The education space has become a major target for cybercriminals. In fact, CISA and the FBI recently issued a joint statement warning K-12 schools of worsening dangers in 2021 after a recent 57% spike ransomware attacks in the sector. So, how can teachers and students stay safe? Here, we speak with Kelvin Coleman, Executive Director, National Cyber Security Alliance (NCSA) about how educators and K-12 cybersecurity leaders can better protect students’ privacy during distance learning sessions. 

Security: Why has the education space become a major target for cybercriminals? How profitable is the data obtained from K-12/University data breaches?

Coleman: The education sector is a particularly target rich environment to cybercriminals for a number of reasons. Schools are usually underfunded (and faculty undertrained) when it comes to having the resources to identify and mitigate risks revolving around cyberattacks. The shift to remote learning has particularly exacerbated existing vulnerabilities since most schools and workplaces emphasized operability during the transition, rather than security and safety of access for students and teachers. The vulnerabilities the sector experienced were made worse because IT teams within schools (if they exist -- many schools don’t even have full time staffing for IT issues) were never tasked with creating sufficient cyber policies and educating teachers about methods for keeping their data and that of their students safe. And because of a universal lack of cyber policy, training and funding, bad actors have historically seen schools as easy targets for ransomware attacks, now even more so. 

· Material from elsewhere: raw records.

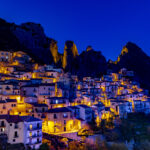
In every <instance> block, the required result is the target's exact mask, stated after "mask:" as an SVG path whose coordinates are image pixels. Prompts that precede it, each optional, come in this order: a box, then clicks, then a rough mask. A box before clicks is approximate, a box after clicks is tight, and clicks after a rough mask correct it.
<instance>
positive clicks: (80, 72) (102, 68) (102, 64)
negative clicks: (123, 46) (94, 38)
mask: <svg viewBox="0 0 150 150" xmlns="http://www.w3.org/2000/svg"><path fill="white" fill-rule="evenodd" d="M78 60H79V68H78V75H79V76H82V77H84V76H92V77H99V76H101V75H103V74H104V73H106V70H107V62H106V59H105V57H104V56H103V55H102V54H101V52H100V51H95V50H93V49H92V47H91V46H88V47H87V49H86V51H83V52H82V53H81V54H80V56H79V58H78Z"/></svg>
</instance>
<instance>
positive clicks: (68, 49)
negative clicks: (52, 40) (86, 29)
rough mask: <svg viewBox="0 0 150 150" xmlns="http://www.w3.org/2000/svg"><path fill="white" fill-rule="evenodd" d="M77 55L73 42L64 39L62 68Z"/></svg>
mask: <svg viewBox="0 0 150 150" xmlns="http://www.w3.org/2000/svg"><path fill="white" fill-rule="evenodd" d="M78 55H79V54H78V50H77V47H76V45H75V44H74V42H73V41H66V42H65V48H64V54H63V60H62V66H63V68H64V69H65V68H66V67H67V66H68V67H69V66H70V65H71V64H72V62H73V61H74V59H75V58H76V57H77V56H78ZM69 68H70V67H69Z"/></svg>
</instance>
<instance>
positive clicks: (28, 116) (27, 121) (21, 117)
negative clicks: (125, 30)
mask: <svg viewBox="0 0 150 150" xmlns="http://www.w3.org/2000/svg"><path fill="white" fill-rule="evenodd" d="M0 119H5V120H7V122H8V123H19V122H34V121H41V120H40V119H38V118H34V117H32V116H18V115H0Z"/></svg>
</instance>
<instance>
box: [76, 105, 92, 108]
mask: <svg viewBox="0 0 150 150" xmlns="http://www.w3.org/2000/svg"><path fill="white" fill-rule="evenodd" d="M77 106H79V107H83V108H91V107H89V106H87V105H77Z"/></svg>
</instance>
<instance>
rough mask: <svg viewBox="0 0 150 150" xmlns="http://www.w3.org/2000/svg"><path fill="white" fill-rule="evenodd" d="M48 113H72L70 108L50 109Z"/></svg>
mask: <svg viewBox="0 0 150 150" xmlns="http://www.w3.org/2000/svg"><path fill="white" fill-rule="evenodd" d="M47 112H48V113H61V112H71V110H69V108H67V107H61V108H54V109H49V110H48V111H47Z"/></svg>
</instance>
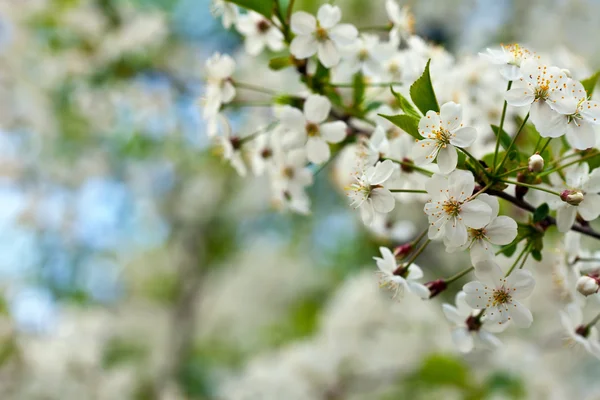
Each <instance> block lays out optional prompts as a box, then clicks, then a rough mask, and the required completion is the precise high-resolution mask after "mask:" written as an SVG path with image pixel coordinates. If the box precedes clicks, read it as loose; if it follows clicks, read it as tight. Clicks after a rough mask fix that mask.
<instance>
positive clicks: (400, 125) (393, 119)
mask: <svg viewBox="0 0 600 400" xmlns="http://www.w3.org/2000/svg"><path fill="white" fill-rule="evenodd" d="M378 115H379V116H381V117H383V118H385V119H387V120H388V121H390V122H391V123H392V124H394V125H396V126H397V127H398V128H400V129H402V130H403V131H404V132H406V133H408V134H409V135H410V136H412V137H414V138H415V139H417V140H421V139H423V137H422V136H421V135H420V134H419V120H418V119H416V118H414V117H411V116H409V115H383V114H378Z"/></svg>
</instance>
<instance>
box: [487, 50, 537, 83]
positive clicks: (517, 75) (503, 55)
mask: <svg viewBox="0 0 600 400" xmlns="http://www.w3.org/2000/svg"><path fill="white" fill-rule="evenodd" d="M479 55H480V56H482V57H483V58H485V59H487V60H488V61H490V62H491V63H492V64H496V65H499V66H500V74H501V75H502V76H503V77H504V78H506V79H508V80H509V81H514V80H516V79H519V78H521V76H522V74H521V68H520V67H521V63H522V62H523V61H524V60H527V59H529V58H535V56H534V55H533V53H531V52H530V51H529V50H527V49H526V48H525V47H523V46H520V45H519V44H517V43H515V44H509V45H501V46H500V48H499V49H490V48H488V49H486V52H485V53H479Z"/></svg>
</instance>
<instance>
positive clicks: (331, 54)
mask: <svg viewBox="0 0 600 400" xmlns="http://www.w3.org/2000/svg"><path fill="white" fill-rule="evenodd" d="M341 18H342V11H341V10H340V8H339V7H337V6H332V5H330V4H323V5H322V6H321V7H320V8H319V11H318V13H317V18H315V17H314V16H312V15H310V14H309V13H306V12H304V11H298V12H295V13H294V14H293V15H292V20H291V27H292V32H294V33H295V34H296V37H295V38H294V39H293V40H292V43H291V45H290V52H291V53H292V55H293V56H294V57H296V58H298V59H305V58H308V57H311V56H312V55H314V54H315V53H317V55H318V57H319V61H321V64H323V65H324V66H325V67H327V68H331V67H333V66H335V65H337V64H338V63H339V62H340V52H339V49H340V47H341V46H348V45H350V44H352V42H354V40H356V37H357V36H358V31H357V29H356V27H354V25H351V24H339V22H340V19H341Z"/></svg>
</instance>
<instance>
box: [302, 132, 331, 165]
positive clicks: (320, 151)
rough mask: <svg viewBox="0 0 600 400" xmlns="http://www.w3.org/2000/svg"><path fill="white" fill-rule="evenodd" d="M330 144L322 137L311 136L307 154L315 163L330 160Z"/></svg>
mask: <svg viewBox="0 0 600 400" xmlns="http://www.w3.org/2000/svg"><path fill="white" fill-rule="evenodd" d="M330 155H331V152H330V151H329V145H328V144H327V143H326V142H325V141H324V140H323V139H322V138H320V137H309V138H308V141H307V142H306V156H307V157H308V160H309V161H310V162H312V163H313V164H322V163H324V162H325V161H327V160H329V157H330Z"/></svg>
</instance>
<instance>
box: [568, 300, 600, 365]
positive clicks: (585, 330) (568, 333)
mask: <svg viewBox="0 0 600 400" xmlns="http://www.w3.org/2000/svg"><path fill="white" fill-rule="evenodd" d="M560 322H561V324H562V327H563V329H564V331H565V333H566V337H565V340H566V343H567V345H569V346H575V345H579V346H581V347H583V348H584V349H585V350H586V351H587V352H588V353H590V354H591V355H593V356H594V357H596V358H600V343H599V342H598V330H597V329H596V327H594V326H591V327H587V326H585V325H583V313H582V312H581V307H580V306H579V305H578V304H575V303H571V304H569V305H567V306H566V307H565V311H561V312H560Z"/></svg>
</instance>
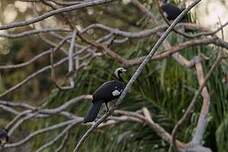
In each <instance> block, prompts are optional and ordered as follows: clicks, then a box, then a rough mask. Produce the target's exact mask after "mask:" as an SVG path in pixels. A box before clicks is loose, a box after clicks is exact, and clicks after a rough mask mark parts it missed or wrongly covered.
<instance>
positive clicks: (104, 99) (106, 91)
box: [84, 68, 126, 123]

I don’t think that the data obtained from K-12 or University breaches is that inherently valuable on its own (unless the latter is mined for data about sensitive or groundbreaking government subsidized R&D), but rather that bad actors are counting on school districts to automatically invoke cyber insurance coverage to facilitate payoffs to bad actors. And in situations where a school is covered, it’s less of a headache and less time consuming to pay ransomware demands via an insurance policy rather than resist or risk sensitive personal data being up for grabs in undesirable online marketplaces.

Security: What is the importance of educating faculty on data privacy measures and how can K-12 IT/Cybersecurity leaders minimize the risk of student data theft due to remote learning vulnerabilities?

Coleman: The importance of educating faculty can’t be overstated. The education space at large needs to make awareness and training a higher priority for school and students. And while it seems like a low-tech approach to data security and privacy measures, a comprehensive internal training program can often be the last line of defense that keeps a school (and its data) from becoming the victim of a major phishing or ransomware attack. As the education space continues to embrace technology into its framework, cybersecurity awareness needs to become more inherent. Teaching the following practices alone can help faculty and students greatly minimize their cyber risk:

• How to identify malicious links

• Effective password management practices, 

• Ensuring network access is secure

• Multi-factor authentication is used on connected devices

• Encrypting data at rest and in transit

By ensuring that cybersecurity awareness initiatives are a part of company or faculty culture, schools can better mitigate the vulnerabilities of the “human element” when sufficient funding and technology can’t be the stop gap they rely on.

Security: What are the most common types of cyberattacks schools and remote learners will experience in 2021?

Coleman: According to recent reports, the majority of cyber incidents that occurred in 2020 were a result of data breaches within school systems. The reliance on remote network access, coupled with a lack of training for identifying malicious emails and phishing attempts likely exacerbated these problems, reinforcing the need for better training among faculty (to also be imparted to students) surrounding the dangers of clicking suspect links and divulging sensitive data, especially while connected to school networks.

Security:  What existing student data privacy laws (e.g., FERPA, CIPA, COPPA) lack in protection measures in the current climate and what needs to change?

Coleman: The major problem with these data privacy laws is that they haven’t been updated to take into account a massive shift to remote learning. There’s no uniformity in school districts when it comes to which platforms different districts are using for remote learning. Throw in the fragmented and outdated nature of these laws and you have a recipe for blurred lines. Video conferencing platforms, for example, are essential to remote learning because they enable students and teachers to collaborate and communicate from home - but they also pose privacy and security risks. Some platforms may not be able to ensure that data collected from student-teacher interaction (visual or chat-based) won’t be shared, stolen or sold to 3rd parties and others may not be sufficiently encrypted or protected from access by bad actors to commandeer a screen and share inappropriate content (e.g. Zoombombing). 

So, these laws and the precedents that enforce them need to be refreshed to consider the current environment and ultimately be positioned to hold third party remote learning platforms accountable (or force them to overhaul platforms, protection measures and data sharing policies to take teacher-student use cases into account - especially for younger learners).